A Deep Learning Framework with Explainability for the Prediction of Lateral Locoregional Recurrences in Rectal Cancer Patients with Suspicious Lateral Lymph Nodes

Diagnostics 2023, 13(19), 3099; https://doi.org/10.3390/diagnostics13193099
by Tania C. Sluckin 1,2,3, Marije Hekhuis 1, Sabrine Q. Kol 4, Joost Nederend 5, Karin Horsthuis 3,4, Regina G. H. Beets-Tan 6,7,8, Geerard L. Beets 6,9, Jacobus W. A. Burger 10, Jurriaan B. Tuynman 1,2,3, Harm J. T. Rutten 10, Miranda Kusters 1,2,3 and Sean Benson 7,11,*
Reviewer 1:
Reviewer 2: Anonymous
Reviewer 3: Anonymous
Diagnostics 2023, 13(19), 3099; https://doi.org/10.3390/diagnostics13193099
Submission received: 31 July 2023 / Revised: 1 September 2023 / Accepted: 16 September 2023 / Published: 29 September 2023
(This article belongs to the Special Issue Artificial Intelligence in Colorectal Disease)

Round 1

Reviewer 1 Report

This manuscript classifies the cropped LLN of MRI images according to diagnostic categories of medical records using CNN.

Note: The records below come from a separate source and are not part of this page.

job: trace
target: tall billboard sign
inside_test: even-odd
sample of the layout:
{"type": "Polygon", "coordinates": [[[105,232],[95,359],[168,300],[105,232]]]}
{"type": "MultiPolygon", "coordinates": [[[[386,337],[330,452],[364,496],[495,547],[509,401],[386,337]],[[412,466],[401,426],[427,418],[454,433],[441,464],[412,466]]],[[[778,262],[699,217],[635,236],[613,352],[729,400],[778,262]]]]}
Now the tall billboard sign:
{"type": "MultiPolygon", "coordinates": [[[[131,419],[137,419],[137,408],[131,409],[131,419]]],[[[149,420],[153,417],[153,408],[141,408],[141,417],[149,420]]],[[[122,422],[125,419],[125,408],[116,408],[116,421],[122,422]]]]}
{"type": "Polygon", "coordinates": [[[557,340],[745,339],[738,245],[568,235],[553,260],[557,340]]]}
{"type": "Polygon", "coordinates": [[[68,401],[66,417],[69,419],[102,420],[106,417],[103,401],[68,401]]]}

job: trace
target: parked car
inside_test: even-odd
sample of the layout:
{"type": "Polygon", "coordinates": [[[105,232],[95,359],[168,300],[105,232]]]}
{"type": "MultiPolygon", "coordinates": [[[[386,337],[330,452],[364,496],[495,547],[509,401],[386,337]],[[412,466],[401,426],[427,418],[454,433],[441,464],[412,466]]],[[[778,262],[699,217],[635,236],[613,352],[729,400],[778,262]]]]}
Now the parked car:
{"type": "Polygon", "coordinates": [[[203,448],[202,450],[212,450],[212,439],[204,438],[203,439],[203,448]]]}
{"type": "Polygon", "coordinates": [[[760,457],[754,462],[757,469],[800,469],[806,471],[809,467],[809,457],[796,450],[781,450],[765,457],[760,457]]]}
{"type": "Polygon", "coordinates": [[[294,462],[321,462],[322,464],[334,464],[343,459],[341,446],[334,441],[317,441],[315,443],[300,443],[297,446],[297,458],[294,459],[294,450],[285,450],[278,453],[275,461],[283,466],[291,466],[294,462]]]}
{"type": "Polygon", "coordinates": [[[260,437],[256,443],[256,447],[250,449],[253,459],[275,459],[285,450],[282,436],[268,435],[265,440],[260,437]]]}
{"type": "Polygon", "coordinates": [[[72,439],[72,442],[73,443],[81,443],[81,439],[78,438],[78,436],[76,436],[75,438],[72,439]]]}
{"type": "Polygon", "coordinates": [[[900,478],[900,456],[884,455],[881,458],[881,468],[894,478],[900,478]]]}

1. What are the categories for LLN progressions available on the medical records?

2. Using this CNN classification framework, the obtained sensitivity and specificity are 85,7% and 67,6%, respectively. In my opinion, this framework should achieve a higher value for these metrics.

3. The explanation of Figure 3 seems missing in the paragraph. 

-

Author Response

1. What are the categories for LLN progressions available on the medical records? -> There are no categories for progression; from the medical records initial and restaging sizes were recorded as well location. These sizes were used when entering clinical data and compared to the volumes calculated by the segmentations. 

2. Using this CNN classification framework, the obtained sensitivity and specificity are 85,7% and 67,6%, respectively. In my opinion, this framework should achieve a higher value for these metrics. -> The performance is dependent on the framework, the initial dataset that is the basis of the transfer learning, and the dataset that is the target of the training. It is expected that with more patients and with the use of the DWI sequence that the performance would be better. We have mentioned this as a limitation of the study.

3. The explanation of Figure 3 seems missing in the paragraph. ->Extra details regarding this process have been added to lines 137/138. 

Reviewer 2 Report

In this paper, authors explored LLN features to create an artificial-intelligence prediction-model, estimating the risk of (L)LR. This retrospective multicentre cohort study examined 196 patients diagnosed with rectal cancer between 2008-2020 from three tertiary centres. Primary and restaging magnetic resonance imaging were used. Visible LLNs were segmented and used for a multi-channel Convolutional Neural Network. A deep-learning model was developed and trained for the prediction of (L)LR according to malignant LLNs. The authors did good work and interested for the readers. The following review comments are recommended, and the authors are invited to explain and modify.

 

1 The title does not make sense; it needs to be revised.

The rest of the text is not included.